CO2 Sequestration – Capillary Trapping

1.  Whether the way CO2 gets displaced by the resident fluid – following its injection – would remain to be the same (a) laboratory-scale; (b) pilot-scale; and @ (c) field-scale?

If not, whether the way CO2 gets migrated - in response to buoyant forces and pressure gradients - for the above 3 cases – would remain to be different?

2.  Feasible to capture the way, the tiny isolated blobs of CO2 – getting trapped by capillary forces, when the aquifer/reservoir brine imbibes back into the pore-space (following the migrating of CO2 plume)?

Do we have laboratory/field-luxury that captures the way, the interfacial forces remains controlled @ such micron-scales?

In such cases, where, CO2 plume migration gets evolved with the immobilization of CO2 blobs, then, to what extent, will we be able to precisely estimate the CO2 storage capacity; and in turn, it’s associated, CO2 storage security, which requires, explicit details on (a) ‘the extent of CO2 trapping’; and (b) ‘the rate of CO2 trapping’?

Feasible to ensure, the existence and stability of residually trapped CO2, either @ laboratory or @ pilot-scale?

3.  Is there a way, to ensure that the injected CO2 preferentially gets filled only through a relatively larger pore-sizes of the concerned aquifer/reservoir, and thereby initiating the resident brine to be held in relatively smaller pores – when CO2 starts invading the pore space as the non-wetting phase?

In such cases, would it remain feasible - to precisely distinguish between (a) the wetting layer regime (where the resident brine clings to the corners and roughness of the pore space, which enhances CO2 trapping through snap-off) and (a) the frontal advance regime (that suppresses CO2 trapping) – in order to estimate the resultant amount of ‘capillary trapping’?

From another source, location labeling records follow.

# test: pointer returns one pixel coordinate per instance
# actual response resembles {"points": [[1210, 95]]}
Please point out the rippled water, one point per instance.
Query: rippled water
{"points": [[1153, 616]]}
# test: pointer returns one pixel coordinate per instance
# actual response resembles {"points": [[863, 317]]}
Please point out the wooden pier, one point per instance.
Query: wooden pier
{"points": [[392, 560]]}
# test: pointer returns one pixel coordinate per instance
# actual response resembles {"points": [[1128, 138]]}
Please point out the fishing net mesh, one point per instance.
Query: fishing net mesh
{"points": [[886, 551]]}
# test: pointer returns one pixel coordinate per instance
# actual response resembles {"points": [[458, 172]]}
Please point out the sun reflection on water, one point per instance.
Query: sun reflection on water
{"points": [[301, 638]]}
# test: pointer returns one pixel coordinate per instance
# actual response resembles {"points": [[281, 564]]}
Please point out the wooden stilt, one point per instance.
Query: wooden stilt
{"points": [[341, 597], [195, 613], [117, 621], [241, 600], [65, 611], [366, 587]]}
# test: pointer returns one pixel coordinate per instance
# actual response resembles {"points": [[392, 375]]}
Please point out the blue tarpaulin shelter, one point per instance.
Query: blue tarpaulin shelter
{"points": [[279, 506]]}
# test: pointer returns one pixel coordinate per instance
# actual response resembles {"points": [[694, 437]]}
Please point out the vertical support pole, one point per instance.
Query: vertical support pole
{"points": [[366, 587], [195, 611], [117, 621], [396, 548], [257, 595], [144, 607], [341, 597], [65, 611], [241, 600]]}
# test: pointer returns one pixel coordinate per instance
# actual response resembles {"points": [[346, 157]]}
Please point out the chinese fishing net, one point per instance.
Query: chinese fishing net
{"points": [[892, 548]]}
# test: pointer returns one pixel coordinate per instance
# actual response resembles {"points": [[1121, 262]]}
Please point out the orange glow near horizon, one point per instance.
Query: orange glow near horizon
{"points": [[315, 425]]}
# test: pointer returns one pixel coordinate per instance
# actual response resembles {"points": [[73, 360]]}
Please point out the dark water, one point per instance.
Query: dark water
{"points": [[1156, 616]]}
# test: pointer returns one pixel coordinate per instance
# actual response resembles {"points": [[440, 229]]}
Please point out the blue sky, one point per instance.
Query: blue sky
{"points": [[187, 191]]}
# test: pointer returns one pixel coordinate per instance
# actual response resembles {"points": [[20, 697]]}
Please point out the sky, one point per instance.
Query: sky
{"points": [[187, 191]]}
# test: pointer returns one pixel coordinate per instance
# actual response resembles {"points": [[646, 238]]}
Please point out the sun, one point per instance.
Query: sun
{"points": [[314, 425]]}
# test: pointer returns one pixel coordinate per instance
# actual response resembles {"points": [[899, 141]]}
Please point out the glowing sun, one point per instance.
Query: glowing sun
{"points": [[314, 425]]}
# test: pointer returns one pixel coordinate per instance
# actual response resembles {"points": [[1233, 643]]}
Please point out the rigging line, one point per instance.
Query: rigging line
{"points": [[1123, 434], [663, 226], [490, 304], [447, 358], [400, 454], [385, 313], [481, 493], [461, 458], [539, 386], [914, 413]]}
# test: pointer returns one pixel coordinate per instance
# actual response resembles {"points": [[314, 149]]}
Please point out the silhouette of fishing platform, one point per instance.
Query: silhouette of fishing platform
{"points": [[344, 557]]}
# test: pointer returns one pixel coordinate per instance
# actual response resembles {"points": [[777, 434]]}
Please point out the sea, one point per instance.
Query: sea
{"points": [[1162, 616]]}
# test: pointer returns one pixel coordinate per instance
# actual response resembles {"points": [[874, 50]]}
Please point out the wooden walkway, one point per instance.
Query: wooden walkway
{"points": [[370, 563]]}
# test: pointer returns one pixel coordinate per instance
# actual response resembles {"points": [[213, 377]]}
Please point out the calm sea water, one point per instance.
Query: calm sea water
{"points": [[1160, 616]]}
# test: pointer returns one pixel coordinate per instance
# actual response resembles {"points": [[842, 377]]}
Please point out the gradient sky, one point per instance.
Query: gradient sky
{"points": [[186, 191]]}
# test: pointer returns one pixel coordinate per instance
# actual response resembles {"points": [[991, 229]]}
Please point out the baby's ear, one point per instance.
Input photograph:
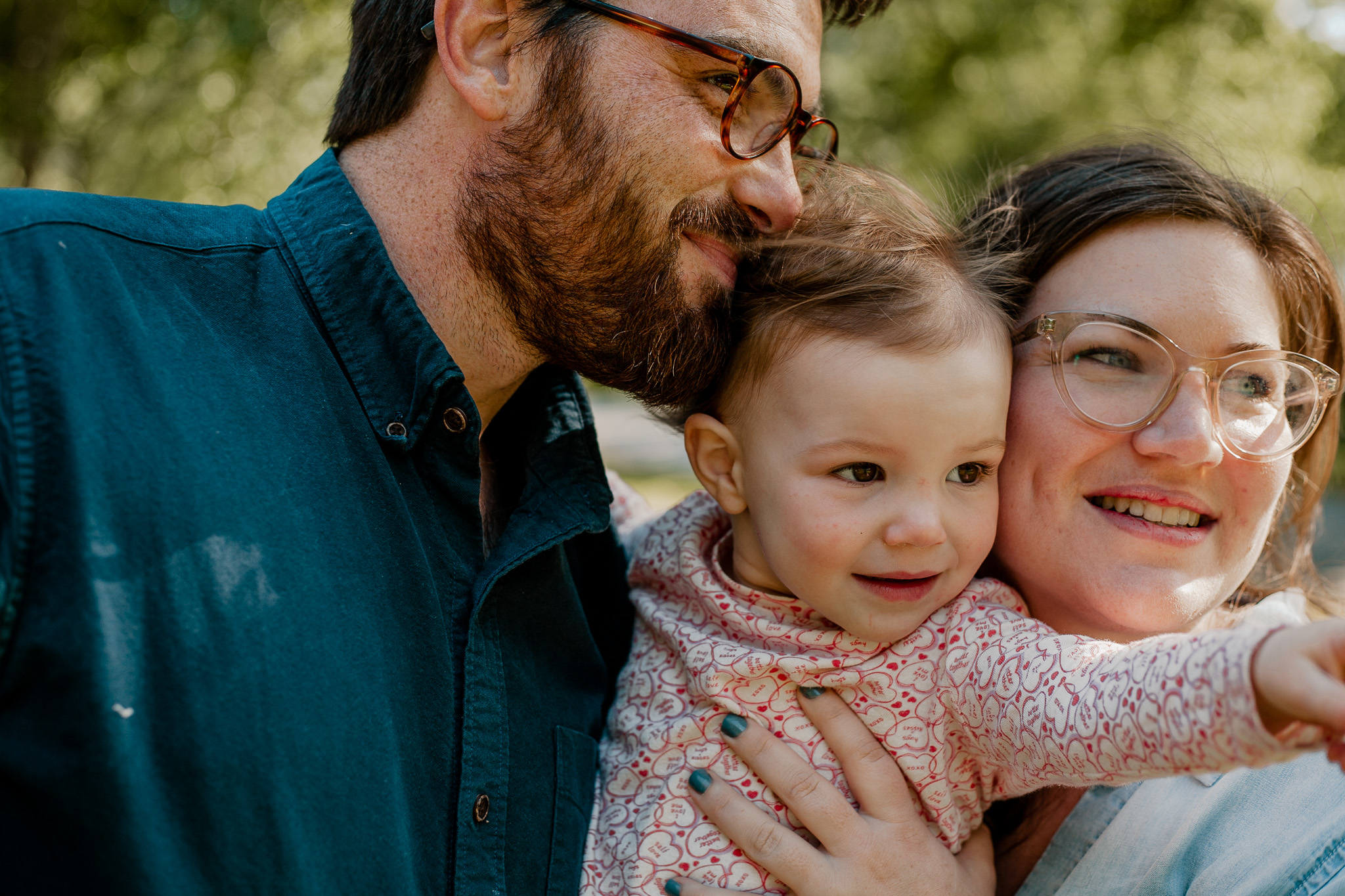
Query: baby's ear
{"points": [[716, 459]]}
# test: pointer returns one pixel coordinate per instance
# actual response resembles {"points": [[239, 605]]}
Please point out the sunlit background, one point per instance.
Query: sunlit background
{"points": [[227, 102]]}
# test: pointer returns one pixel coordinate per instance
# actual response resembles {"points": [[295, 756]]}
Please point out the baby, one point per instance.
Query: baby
{"points": [[849, 464]]}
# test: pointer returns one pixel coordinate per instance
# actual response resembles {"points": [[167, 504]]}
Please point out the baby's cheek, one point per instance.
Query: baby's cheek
{"points": [[821, 543]]}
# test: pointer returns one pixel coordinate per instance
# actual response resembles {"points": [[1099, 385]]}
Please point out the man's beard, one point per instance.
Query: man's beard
{"points": [[556, 222]]}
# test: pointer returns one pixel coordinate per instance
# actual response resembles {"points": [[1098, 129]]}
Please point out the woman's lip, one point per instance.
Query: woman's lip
{"points": [[900, 587], [1174, 535], [720, 257], [1162, 498]]}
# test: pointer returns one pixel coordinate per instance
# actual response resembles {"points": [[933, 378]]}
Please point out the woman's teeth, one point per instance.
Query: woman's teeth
{"points": [[1152, 512]]}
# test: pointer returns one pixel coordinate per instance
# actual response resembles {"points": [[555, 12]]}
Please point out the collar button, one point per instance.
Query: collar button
{"points": [[455, 421]]}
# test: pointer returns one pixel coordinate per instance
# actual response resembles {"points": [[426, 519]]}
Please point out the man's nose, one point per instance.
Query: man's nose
{"points": [[768, 190], [1185, 430]]}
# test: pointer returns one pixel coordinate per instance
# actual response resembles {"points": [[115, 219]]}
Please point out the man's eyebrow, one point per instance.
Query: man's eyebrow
{"points": [[761, 51], [743, 45]]}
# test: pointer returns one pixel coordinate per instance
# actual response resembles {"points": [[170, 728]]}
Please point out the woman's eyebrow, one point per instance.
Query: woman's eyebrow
{"points": [[1248, 347]]}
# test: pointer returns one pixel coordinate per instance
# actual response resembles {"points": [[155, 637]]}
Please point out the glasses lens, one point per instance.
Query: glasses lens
{"points": [[814, 152], [820, 141], [1113, 373], [1268, 408], [764, 113]]}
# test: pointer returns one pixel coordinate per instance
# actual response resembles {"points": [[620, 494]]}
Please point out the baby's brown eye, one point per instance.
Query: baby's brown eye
{"points": [[860, 472], [966, 473]]}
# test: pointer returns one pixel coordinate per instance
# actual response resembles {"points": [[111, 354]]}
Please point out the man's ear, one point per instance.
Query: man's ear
{"points": [[717, 461], [477, 42]]}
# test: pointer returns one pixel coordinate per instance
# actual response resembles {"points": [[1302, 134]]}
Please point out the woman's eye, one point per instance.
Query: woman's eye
{"points": [[860, 472], [967, 473], [1114, 358]]}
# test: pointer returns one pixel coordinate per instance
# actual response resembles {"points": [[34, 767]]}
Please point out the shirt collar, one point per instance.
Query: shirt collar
{"points": [[393, 358], [397, 363]]}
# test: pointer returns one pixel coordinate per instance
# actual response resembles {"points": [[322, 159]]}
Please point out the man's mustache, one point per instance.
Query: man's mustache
{"points": [[721, 219]]}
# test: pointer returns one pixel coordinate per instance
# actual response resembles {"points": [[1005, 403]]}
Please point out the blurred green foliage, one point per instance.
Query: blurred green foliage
{"points": [[947, 92], [208, 101], [227, 100]]}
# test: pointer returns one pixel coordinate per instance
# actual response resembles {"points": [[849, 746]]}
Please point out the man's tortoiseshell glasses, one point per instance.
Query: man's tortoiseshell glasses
{"points": [[764, 101]]}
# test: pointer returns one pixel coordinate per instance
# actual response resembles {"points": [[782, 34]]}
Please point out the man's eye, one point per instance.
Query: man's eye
{"points": [[967, 473], [724, 82], [860, 472]]}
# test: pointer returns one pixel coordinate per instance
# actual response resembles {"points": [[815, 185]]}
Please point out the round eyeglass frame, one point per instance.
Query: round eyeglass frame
{"points": [[1056, 328], [794, 127]]}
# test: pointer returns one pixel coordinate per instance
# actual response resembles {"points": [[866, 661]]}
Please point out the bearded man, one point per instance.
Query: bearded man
{"points": [[305, 576]]}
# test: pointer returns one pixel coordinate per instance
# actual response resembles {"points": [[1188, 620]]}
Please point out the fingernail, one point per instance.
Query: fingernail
{"points": [[734, 726]]}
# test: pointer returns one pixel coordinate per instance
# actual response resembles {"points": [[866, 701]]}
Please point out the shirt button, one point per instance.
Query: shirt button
{"points": [[455, 422]]}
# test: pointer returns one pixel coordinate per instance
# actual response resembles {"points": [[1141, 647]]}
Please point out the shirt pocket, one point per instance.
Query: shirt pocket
{"points": [[576, 770]]}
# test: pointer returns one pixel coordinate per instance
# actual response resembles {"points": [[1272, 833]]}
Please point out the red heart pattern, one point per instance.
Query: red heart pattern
{"points": [[993, 704]]}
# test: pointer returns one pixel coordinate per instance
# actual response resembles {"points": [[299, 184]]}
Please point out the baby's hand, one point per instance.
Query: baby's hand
{"points": [[1300, 676]]}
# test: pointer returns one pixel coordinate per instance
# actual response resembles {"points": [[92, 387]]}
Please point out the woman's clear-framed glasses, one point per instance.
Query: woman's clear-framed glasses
{"points": [[1121, 375], [764, 102]]}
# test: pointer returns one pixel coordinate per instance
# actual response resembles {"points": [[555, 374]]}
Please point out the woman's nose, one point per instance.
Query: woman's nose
{"points": [[1185, 430], [917, 524]]}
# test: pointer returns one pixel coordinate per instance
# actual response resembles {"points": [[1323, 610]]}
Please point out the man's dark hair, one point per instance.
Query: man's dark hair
{"points": [[389, 56]]}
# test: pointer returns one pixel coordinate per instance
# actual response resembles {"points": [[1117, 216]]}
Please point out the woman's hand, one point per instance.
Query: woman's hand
{"points": [[885, 849]]}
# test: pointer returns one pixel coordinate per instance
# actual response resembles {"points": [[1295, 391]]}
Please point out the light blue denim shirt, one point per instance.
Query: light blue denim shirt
{"points": [[1254, 832]]}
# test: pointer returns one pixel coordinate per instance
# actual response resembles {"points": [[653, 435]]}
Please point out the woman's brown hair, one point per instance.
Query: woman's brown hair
{"points": [[1036, 215]]}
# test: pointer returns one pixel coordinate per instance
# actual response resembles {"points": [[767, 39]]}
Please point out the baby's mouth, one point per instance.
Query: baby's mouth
{"points": [[899, 589], [1157, 513]]}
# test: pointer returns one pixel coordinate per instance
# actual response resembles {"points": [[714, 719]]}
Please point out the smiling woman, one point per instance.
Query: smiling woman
{"points": [[1210, 269]]}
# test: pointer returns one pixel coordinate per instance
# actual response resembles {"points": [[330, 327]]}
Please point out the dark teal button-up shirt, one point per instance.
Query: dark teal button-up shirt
{"points": [[252, 639]]}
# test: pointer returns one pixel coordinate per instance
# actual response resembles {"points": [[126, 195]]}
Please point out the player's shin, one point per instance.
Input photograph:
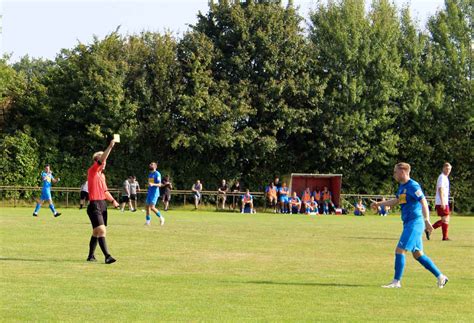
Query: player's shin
{"points": [[399, 266]]}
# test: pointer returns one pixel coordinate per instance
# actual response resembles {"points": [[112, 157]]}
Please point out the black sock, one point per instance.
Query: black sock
{"points": [[92, 245], [103, 246]]}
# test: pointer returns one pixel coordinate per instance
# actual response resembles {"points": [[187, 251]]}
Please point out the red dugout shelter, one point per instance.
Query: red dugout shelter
{"points": [[299, 182]]}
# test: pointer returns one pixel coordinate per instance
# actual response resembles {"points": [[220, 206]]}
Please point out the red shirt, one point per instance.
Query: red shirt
{"points": [[95, 183]]}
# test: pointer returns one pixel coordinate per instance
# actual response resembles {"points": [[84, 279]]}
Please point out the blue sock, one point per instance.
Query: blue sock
{"points": [[399, 265], [429, 264]]}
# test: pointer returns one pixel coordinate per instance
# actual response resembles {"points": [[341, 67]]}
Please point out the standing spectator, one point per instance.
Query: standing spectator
{"points": [[84, 195], [247, 200], [328, 205], [272, 197], [166, 188], [319, 199], [134, 188], [442, 202], [277, 184], [47, 178], [235, 189], [295, 204], [305, 198], [312, 206], [382, 210], [359, 208], [222, 193], [284, 192], [197, 189], [125, 195]]}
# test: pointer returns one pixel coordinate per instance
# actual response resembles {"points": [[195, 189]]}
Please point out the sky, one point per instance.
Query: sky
{"points": [[41, 28]]}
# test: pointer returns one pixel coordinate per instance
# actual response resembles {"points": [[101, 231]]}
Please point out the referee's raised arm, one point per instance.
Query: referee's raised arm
{"points": [[106, 153]]}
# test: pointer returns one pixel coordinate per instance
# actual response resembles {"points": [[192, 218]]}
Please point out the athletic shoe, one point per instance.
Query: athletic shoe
{"points": [[91, 258], [442, 281], [393, 284], [109, 260], [428, 234]]}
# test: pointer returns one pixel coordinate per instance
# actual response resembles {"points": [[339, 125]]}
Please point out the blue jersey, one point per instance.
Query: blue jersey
{"points": [[154, 178], [409, 196], [47, 178]]}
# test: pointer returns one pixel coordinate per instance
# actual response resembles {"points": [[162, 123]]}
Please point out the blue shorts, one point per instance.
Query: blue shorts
{"points": [[411, 238], [152, 199], [45, 195]]}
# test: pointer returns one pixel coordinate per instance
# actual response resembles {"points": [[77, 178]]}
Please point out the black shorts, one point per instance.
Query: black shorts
{"points": [[97, 212], [84, 195]]}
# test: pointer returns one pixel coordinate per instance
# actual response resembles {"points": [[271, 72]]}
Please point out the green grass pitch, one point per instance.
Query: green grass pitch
{"points": [[205, 266]]}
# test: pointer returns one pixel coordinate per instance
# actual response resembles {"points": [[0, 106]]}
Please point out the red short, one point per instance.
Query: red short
{"points": [[441, 211]]}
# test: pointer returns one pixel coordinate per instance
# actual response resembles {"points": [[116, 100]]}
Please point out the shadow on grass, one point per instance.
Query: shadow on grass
{"points": [[269, 282], [372, 238], [39, 260]]}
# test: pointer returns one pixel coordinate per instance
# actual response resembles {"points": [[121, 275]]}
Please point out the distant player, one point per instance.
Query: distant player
{"points": [[284, 192], [125, 195], [47, 178], [328, 205], [295, 203], [414, 208], [166, 187], [272, 197], [84, 195], [247, 200], [154, 183], [134, 188], [197, 189], [312, 206], [97, 208], [442, 202]]}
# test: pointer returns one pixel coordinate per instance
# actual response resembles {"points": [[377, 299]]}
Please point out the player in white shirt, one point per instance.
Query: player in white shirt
{"points": [[442, 201]]}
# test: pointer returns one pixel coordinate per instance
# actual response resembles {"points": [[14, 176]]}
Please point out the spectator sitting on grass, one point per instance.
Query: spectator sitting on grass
{"points": [[328, 205], [382, 210], [295, 204], [247, 200], [359, 208], [271, 194]]}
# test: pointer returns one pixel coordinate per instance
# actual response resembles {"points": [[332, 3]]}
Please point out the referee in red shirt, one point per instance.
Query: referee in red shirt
{"points": [[97, 209]]}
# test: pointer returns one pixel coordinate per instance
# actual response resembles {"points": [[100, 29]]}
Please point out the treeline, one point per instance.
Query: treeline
{"points": [[249, 92]]}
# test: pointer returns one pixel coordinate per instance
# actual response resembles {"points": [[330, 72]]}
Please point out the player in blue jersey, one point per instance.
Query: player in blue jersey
{"points": [[154, 183], [47, 178], [416, 219]]}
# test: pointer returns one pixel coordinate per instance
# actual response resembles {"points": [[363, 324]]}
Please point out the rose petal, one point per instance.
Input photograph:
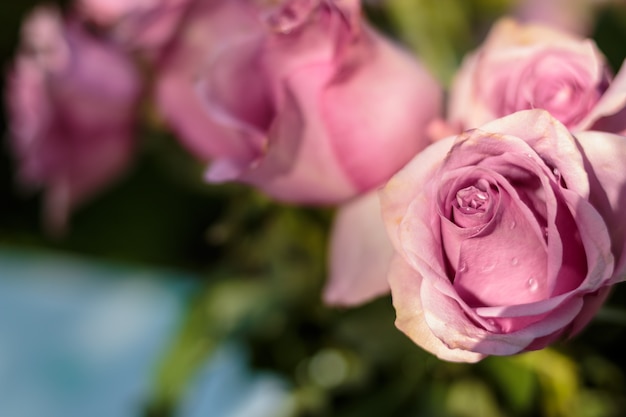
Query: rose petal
{"points": [[406, 293], [604, 156], [360, 253]]}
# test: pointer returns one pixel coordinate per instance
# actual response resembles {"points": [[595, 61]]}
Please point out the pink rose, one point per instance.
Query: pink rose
{"points": [[507, 237], [523, 67], [71, 101], [144, 24], [303, 100]]}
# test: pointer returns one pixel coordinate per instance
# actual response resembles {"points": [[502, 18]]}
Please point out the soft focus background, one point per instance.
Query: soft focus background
{"points": [[170, 297]]}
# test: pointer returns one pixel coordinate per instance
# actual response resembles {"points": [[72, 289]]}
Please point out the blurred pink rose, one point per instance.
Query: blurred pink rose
{"points": [[571, 15], [302, 100], [507, 237], [147, 25], [359, 253], [523, 67], [71, 102]]}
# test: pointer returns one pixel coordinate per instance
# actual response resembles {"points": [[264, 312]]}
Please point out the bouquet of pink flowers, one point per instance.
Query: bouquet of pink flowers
{"points": [[466, 165]]}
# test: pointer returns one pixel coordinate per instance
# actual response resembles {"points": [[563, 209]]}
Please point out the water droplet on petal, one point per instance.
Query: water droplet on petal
{"points": [[494, 324], [489, 267]]}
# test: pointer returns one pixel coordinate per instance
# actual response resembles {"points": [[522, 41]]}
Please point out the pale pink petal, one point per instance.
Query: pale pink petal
{"points": [[608, 115], [360, 253], [407, 184], [384, 109], [604, 161], [407, 300]]}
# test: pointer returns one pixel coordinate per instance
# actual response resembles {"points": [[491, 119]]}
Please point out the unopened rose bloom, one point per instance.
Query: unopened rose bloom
{"points": [[531, 66], [147, 25], [71, 101], [507, 237], [302, 100]]}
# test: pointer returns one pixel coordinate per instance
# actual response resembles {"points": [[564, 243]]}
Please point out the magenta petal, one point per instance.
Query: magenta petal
{"points": [[360, 253]]}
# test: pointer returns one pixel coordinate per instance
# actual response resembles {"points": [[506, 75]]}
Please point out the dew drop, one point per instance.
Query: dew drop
{"points": [[489, 267], [494, 324]]}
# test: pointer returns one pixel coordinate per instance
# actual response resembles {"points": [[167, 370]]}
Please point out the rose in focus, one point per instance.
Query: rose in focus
{"points": [[507, 237], [531, 66], [302, 99]]}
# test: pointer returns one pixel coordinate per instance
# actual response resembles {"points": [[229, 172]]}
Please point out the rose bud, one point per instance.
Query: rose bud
{"points": [[522, 67], [147, 26], [302, 100]]}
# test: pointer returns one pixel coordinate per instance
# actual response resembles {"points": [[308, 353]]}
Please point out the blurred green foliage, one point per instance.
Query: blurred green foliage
{"points": [[264, 265]]}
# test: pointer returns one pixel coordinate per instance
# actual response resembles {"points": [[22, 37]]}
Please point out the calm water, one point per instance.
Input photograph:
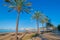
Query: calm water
{"points": [[6, 31]]}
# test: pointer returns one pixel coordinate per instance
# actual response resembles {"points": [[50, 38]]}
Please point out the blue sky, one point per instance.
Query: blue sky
{"points": [[50, 8]]}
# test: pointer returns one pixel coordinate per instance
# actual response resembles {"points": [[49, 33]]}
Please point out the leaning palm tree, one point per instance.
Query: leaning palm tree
{"points": [[19, 6], [37, 15], [42, 21]]}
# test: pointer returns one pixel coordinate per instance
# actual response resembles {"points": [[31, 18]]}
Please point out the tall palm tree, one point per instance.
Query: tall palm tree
{"points": [[37, 15], [19, 6]]}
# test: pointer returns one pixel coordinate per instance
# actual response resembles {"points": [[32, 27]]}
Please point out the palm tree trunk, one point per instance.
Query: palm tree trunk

Whether snap-off could still occur, if the migration of the resident-brine remains only marginally impeded - by the relatively larger pores?

In the absence of sufficient data on (a) pore-sizes; (b) pore-size distribution (in particular, the ratio of pore to throat size); (c) CO2/brine flow rates (the hydraulic connectivity); and (d) the contact angle between CO2 and solid surface (wettability), can we still justify the estimation of resultant capillary trapping?

4.  To what extent, Land’s IR (Initial-Residual) Model would remain to be relevant, when only a relatively smaller fraction of pores remains filled with CO2, ‘initially’ (which essentially curtails the snap-off and trapping, upon the invasion of brines into the pore spaces)?

5.  If we have a dynamic wetting-state of a CO2-brine system, then, can we still consider (a) IR characteristics of an aquifer; (a) capillary pressure and (a) relative permeability – of such systems – to remain to be ‘invariant’ for a wide range of CO2/brine saturations; as well as, under a wide range of aquifer pressure, temperature and brine salinity conditions?